The entire concept of socialization was almost wholly absent from any dialog regarding public schooling, or any schooling for that matter, until recent times. The reason for this is due to the fact that homeschooling as an educational phenomenon was not yet demonstrating its superiority in every relevant and measurable category of education as compared to the mass of public schooling. Once it started to do so, a red herring needed to be conjured, and that right quickly. The red herring devised is what we've come to know as 'socialization.' Socialization as such can be likened to being a Heisenberg Uncertainty Principle of government-driven conformance training: the more questions one asks about it, the more confused and opaque it becomes as a concept. When no questions are asked about it, it is perfectly understood by all right-minded people.

This morning, as I heard my children playing and reading together, and yes occasionally arguing and bickering as people of all ages are wont to do, I reflected upon how thankful I am that all of them, with rare exception, get along with one another. They help one another, play with one another, learn alongside one another, and genuinely care about and spend time with one another. I realized that this closeness was fostered almost entirely by the fact that they spend all day, every day, in one another's company and under the supervision of someone who genuinely loves them and guides them based upon that love. Consequently, their relationship with their mother is also quite strong. This led me to think of another question to ask the socialization proponent: In what ways does government schooling ensure the stability of and foster harmony within the family? Surely, one would be hard-pressed to refute the case that the strength and stability of our civilization rests largely upon the strength and stability of the family, a truism whose manifest negation is becoming all too, and all too painfully, clear in the United States. The reality is that the public school system, in large measure, serves to destroy the ties that bind: siblings in lower grades are ostracized from the groups comprised of older siblings, the hours are different, the activities of both pre and post-school hours are different, etc. All of which point in one direction: the alienation of siblings. This is absolutely not to be confused with saying that close family relationships are impossible in a public school environment, only that the direction of such is inevitably in an opposing direction and that it requires conscious effort or prior inculcation of corrective principles to mitigate.

When it comes to the education of children, all parents with school-aged children and all those who have a vested interest in the education of children must ask themselves this most basic of questions: In the process of educating and maturing a child, what are the most critical components, which among them will serve a child for all of their days?

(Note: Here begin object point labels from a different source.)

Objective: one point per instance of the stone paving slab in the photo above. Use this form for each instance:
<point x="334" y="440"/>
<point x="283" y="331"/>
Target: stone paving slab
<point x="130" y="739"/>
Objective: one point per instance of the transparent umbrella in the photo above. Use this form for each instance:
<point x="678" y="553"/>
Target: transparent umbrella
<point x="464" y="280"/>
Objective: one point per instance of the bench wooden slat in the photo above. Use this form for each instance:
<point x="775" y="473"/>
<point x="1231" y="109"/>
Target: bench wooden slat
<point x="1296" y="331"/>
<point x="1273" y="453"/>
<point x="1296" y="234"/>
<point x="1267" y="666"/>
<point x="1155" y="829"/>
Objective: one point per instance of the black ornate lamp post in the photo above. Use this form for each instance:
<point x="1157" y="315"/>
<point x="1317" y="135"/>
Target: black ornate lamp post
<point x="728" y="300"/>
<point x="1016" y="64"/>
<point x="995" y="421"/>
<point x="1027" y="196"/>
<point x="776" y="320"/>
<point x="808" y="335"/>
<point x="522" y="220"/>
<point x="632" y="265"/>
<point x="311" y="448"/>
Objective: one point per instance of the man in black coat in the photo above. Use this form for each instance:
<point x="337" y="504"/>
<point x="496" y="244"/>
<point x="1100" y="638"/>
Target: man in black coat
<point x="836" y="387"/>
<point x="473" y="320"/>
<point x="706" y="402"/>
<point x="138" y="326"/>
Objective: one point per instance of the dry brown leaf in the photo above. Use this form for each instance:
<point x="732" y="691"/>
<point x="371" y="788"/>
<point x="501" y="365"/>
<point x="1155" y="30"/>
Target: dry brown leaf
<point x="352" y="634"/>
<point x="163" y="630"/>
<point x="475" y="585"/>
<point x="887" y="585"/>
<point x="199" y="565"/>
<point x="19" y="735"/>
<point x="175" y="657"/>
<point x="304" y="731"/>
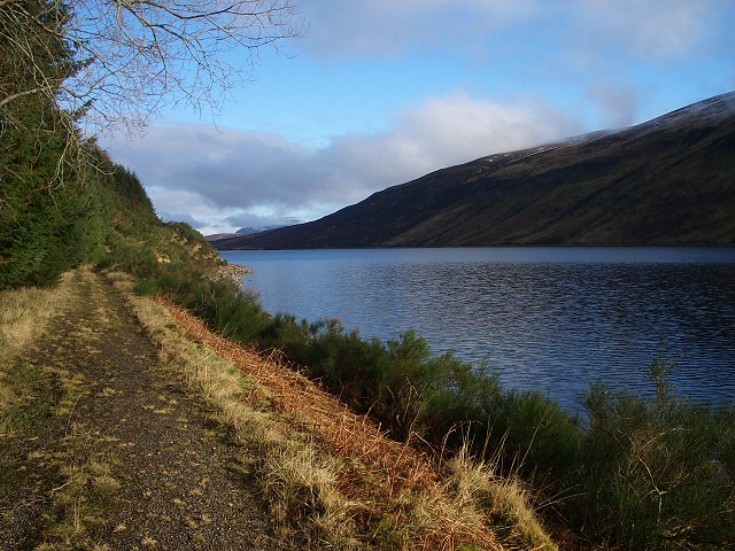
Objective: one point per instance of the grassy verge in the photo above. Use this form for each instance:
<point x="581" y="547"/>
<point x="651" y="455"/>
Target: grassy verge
<point x="641" y="475"/>
<point x="330" y="476"/>
<point x="28" y="394"/>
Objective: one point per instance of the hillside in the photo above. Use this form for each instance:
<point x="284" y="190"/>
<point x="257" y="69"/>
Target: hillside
<point x="664" y="182"/>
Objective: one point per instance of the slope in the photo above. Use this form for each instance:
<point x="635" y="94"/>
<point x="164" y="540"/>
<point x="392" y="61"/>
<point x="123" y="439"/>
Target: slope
<point x="664" y="182"/>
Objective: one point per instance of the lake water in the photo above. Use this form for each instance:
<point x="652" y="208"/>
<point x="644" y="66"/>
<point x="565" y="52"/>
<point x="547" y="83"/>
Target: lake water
<point x="551" y="319"/>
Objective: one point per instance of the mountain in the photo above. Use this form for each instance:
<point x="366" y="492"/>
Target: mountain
<point x="668" y="181"/>
<point x="257" y="229"/>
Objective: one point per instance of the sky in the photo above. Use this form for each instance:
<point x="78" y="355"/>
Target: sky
<point x="375" y="93"/>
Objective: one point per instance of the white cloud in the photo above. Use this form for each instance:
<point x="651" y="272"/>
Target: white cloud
<point x="222" y="179"/>
<point x="652" y="29"/>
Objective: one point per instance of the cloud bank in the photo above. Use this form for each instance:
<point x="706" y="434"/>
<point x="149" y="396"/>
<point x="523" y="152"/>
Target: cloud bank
<point x="221" y="179"/>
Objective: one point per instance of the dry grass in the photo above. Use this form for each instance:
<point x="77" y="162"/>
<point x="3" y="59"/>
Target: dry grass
<point x="295" y="478"/>
<point x="343" y="483"/>
<point x="24" y="317"/>
<point x="504" y="499"/>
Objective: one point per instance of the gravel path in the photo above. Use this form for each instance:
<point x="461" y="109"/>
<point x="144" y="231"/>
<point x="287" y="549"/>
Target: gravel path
<point x="126" y="459"/>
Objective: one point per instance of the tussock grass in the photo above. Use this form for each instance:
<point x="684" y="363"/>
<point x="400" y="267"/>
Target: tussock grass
<point x="295" y="479"/>
<point x="24" y="317"/>
<point x="343" y="484"/>
<point x="505" y="499"/>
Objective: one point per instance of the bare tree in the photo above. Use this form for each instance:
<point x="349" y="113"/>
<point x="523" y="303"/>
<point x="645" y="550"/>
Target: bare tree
<point x="127" y="59"/>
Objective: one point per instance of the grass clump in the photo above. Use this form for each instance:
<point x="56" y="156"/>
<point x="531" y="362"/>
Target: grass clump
<point x="296" y="481"/>
<point x="656" y="474"/>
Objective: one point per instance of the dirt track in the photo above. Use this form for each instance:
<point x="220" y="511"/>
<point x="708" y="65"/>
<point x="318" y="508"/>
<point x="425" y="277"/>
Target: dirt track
<point x="123" y="458"/>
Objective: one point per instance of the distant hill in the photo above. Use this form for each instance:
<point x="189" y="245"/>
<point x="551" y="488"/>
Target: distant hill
<point x="668" y="181"/>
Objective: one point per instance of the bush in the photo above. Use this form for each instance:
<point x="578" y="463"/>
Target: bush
<point x="656" y="474"/>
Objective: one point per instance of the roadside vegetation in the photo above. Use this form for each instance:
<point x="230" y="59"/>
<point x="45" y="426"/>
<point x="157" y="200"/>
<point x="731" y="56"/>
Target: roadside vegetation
<point x="634" y="473"/>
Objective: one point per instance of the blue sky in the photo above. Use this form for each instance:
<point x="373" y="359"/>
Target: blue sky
<point x="375" y="93"/>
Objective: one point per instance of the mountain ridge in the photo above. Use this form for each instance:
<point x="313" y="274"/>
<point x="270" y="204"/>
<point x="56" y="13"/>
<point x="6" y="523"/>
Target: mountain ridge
<point x="668" y="181"/>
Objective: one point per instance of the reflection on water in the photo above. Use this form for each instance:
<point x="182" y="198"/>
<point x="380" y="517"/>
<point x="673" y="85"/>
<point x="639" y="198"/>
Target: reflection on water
<point x="550" y="319"/>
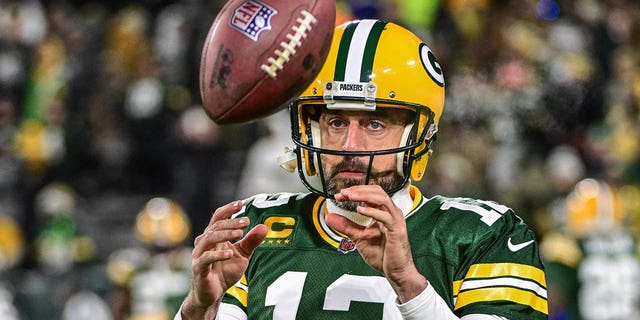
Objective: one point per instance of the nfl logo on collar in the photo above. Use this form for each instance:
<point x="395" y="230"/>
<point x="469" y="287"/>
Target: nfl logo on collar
<point x="252" y="17"/>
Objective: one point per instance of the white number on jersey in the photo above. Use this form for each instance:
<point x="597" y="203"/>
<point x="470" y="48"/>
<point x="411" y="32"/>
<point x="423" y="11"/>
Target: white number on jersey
<point x="286" y="292"/>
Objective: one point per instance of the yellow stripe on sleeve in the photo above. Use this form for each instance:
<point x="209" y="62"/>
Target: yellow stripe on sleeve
<point x="239" y="291"/>
<point x="494" y="270"/>
<point x="502" y="293"/>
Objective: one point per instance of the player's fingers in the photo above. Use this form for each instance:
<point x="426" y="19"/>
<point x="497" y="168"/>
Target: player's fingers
<point x="343" y="225"/>
<point x="252" y="240"/>
<point x="212" y="239"/>
<point x="202" y="262"/>
<point x="378" y="204"/>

When each of us comes to the end of the road, if we have a moment to reflect, what will matter the most to us? That we learned a little bit more, that we were more conformant and pliant to the wills of those around us? Or will what matters most be the relationships that we've forged and that we've sundered? As the family is the most basic unit of society, if we are not doing all that we can to foster strong family bonds, then by what reason can we expect that despite broken and fragile relationships in the home, a child is going to go out and forge strong and lasting bonds with those outside of his family? What will his pattern for such relationships be?